У стены в его комнате стоял невиданный агрегат. Мне никогда не встречалась емкость для браги под потолок ростом. С краном. На треть опустошенная.

- Постойте, постойте, - захрипел он.

Мы вышли.

Возможно ли нынче такое участие? Не верится. Никто не посетит, не отругает, не выпишет на работу.

Семь колец пещерным гномам

20-е января. Может быть, 21-е. Или 17-е.

Стандартный однокомнатный гоблинарий.

Следы обоев на стене.

Вызвана лечебно-профилактическая бригада.

Из комнаты выползают люди, человек 20 - чтобы освободить место. Кто-то ходит, кто-то нет. Кого-то выносят. Больного и вовсе не видно, его накрыли единственным в дому одеялом. Он там лежит тихонько.

Доктору все интересно. Что это, дескать, за люди вокруг?

Люди, выясняется, празднуют Новый год.

- Чем же празднуете?

- Вот - "Льдинка", даже семьдесят второй портвейн есть, вместо шампанского.

- А что больной? - строго, с каменным лицом спрашивает доктор. Выпивает? - (как бы в уточнение такое).

У больного, оказывается, случились судороги с похмелья.

Доктор:

- А-а... Ну и на хуй его.

Тут вылезает вредная бабка-синяк, лет 25-ти. С подковыркой:

- А у меня вчера муж умер. А вы не успели!

- Ну и хуй с ним.

- Как это - хуй? Мы с Нового года уже семерых похоронили!...

Мой дельтаплан

Я настороженно отношусь к отчаянным людям, любящим риск и берущим города своей смелостью.

Один такой маленький город, именем Сестрорецк, был взят подобного рода смельчаком.

Погода не располагала к подвигам - а может быть, совсем наоборот, очень располагала. Был конец ноября, штормовое предупреждение, мокрый снег. За окнами - кромешная тьма, ветер и стужа. А перед окнами - я, мыкавшийся на дежурстве.

Я всегда знал, что без крайней нужды, без вызова, в приемник спускаться нельзя, потому что сразу найдется занятие.
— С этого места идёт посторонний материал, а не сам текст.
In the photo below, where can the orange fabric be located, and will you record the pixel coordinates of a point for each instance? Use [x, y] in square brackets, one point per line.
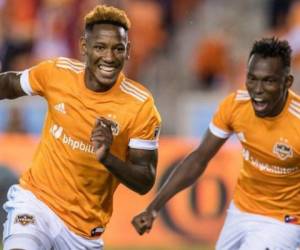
[64, 173]
[269, 181]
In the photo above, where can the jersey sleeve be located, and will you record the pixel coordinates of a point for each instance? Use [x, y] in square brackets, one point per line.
[221, 124]
[146, 128]
[34, 80]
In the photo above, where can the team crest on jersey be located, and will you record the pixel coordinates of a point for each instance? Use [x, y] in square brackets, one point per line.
[115, 127]
[25, 219]
[283, 150]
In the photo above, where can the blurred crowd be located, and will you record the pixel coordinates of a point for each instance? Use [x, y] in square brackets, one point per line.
[33, 30]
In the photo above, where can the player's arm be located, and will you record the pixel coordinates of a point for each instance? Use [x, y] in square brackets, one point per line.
[184, 175]
[10, 87]
[137, 172]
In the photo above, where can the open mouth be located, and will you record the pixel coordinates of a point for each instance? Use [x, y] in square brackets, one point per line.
[107, 69]
[259, 104]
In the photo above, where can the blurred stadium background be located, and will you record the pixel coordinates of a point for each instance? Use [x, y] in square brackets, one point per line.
[190, 53]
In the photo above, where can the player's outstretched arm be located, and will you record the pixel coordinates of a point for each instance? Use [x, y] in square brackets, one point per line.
[184, 175]
[10, 87]
[137, 172]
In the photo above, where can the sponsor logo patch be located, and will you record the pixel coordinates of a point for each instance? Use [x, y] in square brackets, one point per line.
[97, 231]
[283, 150]
[24, 219]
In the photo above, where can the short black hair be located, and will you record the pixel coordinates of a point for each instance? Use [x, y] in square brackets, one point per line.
[103, 14]
[273, 47]
[90, 26]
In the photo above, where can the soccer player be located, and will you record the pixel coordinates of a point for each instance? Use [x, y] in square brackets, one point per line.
[265, 211]
[101, 130]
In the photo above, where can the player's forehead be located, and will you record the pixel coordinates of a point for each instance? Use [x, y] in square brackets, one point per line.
[107, 31]
[261, 65]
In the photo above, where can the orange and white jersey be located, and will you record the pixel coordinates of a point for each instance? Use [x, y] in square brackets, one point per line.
[64, 173]
[269, 181]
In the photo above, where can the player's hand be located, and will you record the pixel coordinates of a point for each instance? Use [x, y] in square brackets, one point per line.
[102, 137]
[143, 222]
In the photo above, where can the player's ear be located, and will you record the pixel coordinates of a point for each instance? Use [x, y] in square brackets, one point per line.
[289, 81]
[128, 50]
[83, 48]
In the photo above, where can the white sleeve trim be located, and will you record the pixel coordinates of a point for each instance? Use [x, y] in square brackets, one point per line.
[25, 85]
[143, 144]
[218, 132]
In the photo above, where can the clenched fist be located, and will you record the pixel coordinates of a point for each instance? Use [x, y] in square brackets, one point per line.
[143, 221]
[102, 137]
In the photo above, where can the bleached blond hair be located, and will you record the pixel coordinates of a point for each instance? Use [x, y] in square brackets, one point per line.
[106, 14]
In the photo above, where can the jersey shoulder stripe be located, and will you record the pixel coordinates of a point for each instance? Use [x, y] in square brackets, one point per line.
[294, 105]
[134, 90]
[242, 95]
[69, 64]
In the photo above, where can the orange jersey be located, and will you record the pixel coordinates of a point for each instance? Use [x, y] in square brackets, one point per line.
[269, 181]
[64, 173]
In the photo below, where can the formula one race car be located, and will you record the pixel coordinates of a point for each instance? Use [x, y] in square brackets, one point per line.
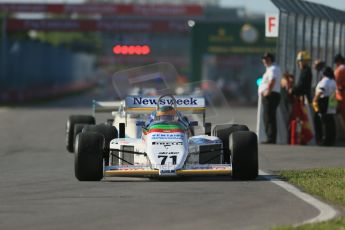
[162, 145]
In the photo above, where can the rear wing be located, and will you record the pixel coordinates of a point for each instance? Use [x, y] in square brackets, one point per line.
[106, 106]
[148, 104]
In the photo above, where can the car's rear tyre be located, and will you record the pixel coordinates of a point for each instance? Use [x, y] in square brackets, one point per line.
[223, 132]
[88, 161]
[78, 128]
[71, 122]
[244, 155]
[109, 133]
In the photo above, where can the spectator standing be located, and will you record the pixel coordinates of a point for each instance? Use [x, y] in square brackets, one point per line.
[339, 74]
[270, 92]
[324, 104]
[303, 86]
[319, 66]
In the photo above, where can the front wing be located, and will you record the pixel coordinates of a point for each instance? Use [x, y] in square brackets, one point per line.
[198, 170]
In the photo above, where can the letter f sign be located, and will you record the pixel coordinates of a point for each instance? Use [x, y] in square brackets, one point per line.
[272, 25]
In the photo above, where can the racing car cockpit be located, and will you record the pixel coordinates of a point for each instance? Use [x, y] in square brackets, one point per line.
[166, 113]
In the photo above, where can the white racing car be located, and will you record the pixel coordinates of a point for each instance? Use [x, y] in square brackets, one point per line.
[166, 146]
[151, 136]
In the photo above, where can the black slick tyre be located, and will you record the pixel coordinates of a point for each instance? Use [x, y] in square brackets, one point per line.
[78, 128]
[88, 161]
[244, 155]
[109, 133]
[223, 132]
[71, 122]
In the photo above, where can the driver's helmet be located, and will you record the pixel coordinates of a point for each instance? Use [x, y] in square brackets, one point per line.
[166, 113]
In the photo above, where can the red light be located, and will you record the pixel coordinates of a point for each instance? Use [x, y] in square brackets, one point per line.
[145, 50]
[117, 49]
[124, 50]
[137, 50]
[131, 50]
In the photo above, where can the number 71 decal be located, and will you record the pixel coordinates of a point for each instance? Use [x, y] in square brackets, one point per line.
[164, 158]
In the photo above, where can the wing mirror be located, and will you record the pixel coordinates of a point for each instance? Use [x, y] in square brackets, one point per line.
[193, 123]
[140, 123]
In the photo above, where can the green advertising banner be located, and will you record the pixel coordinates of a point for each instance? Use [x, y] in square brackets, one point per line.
[227, 38]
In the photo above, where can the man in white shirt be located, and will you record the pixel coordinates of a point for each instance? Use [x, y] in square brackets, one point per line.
[325, 104]
[270, 92]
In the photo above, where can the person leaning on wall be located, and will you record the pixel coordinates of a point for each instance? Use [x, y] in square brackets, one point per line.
[270, 92]
[303, 86]
[339, 74]
[324, 104]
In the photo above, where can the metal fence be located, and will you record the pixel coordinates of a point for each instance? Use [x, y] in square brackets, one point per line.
[316, 28]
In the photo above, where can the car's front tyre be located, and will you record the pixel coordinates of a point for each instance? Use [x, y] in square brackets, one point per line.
[244, 155]
[88, 161]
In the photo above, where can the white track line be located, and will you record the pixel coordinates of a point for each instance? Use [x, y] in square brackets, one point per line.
[326, 212]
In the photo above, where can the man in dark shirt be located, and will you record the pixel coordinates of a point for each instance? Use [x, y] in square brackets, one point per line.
[303, 86]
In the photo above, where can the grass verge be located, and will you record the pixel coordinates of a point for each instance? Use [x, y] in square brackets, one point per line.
[329, 184]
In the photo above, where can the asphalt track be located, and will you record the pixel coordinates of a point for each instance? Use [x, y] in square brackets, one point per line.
[38, 189]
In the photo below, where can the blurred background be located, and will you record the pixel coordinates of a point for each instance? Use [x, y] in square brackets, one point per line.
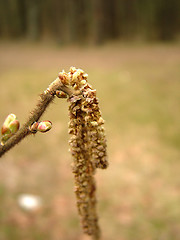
[131, 52]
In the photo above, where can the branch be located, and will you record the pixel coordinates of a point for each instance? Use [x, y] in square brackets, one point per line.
[44, 100]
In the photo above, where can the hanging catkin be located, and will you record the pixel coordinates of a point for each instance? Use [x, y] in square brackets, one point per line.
[87, 145]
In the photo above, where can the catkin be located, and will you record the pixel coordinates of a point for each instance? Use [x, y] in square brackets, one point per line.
[87, 145]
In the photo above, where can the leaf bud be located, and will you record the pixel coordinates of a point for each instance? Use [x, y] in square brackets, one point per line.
[44, 126]
[61, 94]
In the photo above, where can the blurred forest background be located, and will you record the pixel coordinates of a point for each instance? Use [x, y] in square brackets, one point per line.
[94, 21]
[131, 52]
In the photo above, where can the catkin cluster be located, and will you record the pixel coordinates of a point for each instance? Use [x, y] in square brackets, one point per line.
[87, 145]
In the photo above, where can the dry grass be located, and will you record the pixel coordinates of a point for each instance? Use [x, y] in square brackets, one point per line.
[139, 92]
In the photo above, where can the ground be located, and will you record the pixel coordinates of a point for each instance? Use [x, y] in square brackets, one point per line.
[139, 91]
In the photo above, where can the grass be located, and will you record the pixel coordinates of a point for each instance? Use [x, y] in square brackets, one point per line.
[139, 92]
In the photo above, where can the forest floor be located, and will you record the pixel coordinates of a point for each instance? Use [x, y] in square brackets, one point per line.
[139, 92]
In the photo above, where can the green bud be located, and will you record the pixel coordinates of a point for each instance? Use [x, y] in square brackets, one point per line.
[14, 126]
[44, 126]
[10, 126]
[10, 118]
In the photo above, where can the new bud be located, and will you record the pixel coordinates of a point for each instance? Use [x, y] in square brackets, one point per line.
[61, 94]
[44, 126]
[10, 126]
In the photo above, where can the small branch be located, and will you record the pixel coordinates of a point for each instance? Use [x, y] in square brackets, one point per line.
[44, 100]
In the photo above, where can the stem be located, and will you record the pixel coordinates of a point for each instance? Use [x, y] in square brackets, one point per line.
[44, 100]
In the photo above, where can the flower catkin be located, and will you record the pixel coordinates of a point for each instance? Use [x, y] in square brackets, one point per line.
[87, 145]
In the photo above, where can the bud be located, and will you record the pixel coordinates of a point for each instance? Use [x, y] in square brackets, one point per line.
[44, 126]
[10, 126]
[14, 126]
[61, 94]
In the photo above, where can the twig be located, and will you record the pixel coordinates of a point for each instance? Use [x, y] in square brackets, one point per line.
[44, 100]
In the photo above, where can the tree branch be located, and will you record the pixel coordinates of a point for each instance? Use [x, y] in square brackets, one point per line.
[44, 100]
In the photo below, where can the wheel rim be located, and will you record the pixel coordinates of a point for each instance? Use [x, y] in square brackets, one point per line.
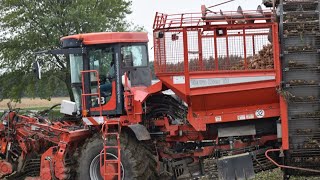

Но делать было совершенно нечего, читать не хотелось, играть в "Цивилизацию" надоело, и я спустился. Без дела, разумеется, не остался.

Смельчак ворвался на дельтаплане в самую гущу бушевавшего подлеска. Супермен проломил себе череп и сломал пятки. От него сильно пахло недорогим ракетным топливом.

По поводу черепа он не особенно переживал, и правильно, а вот о пятках сокрушался. "Кабы не ноги, - канючил он, - встал бы и пошел домой".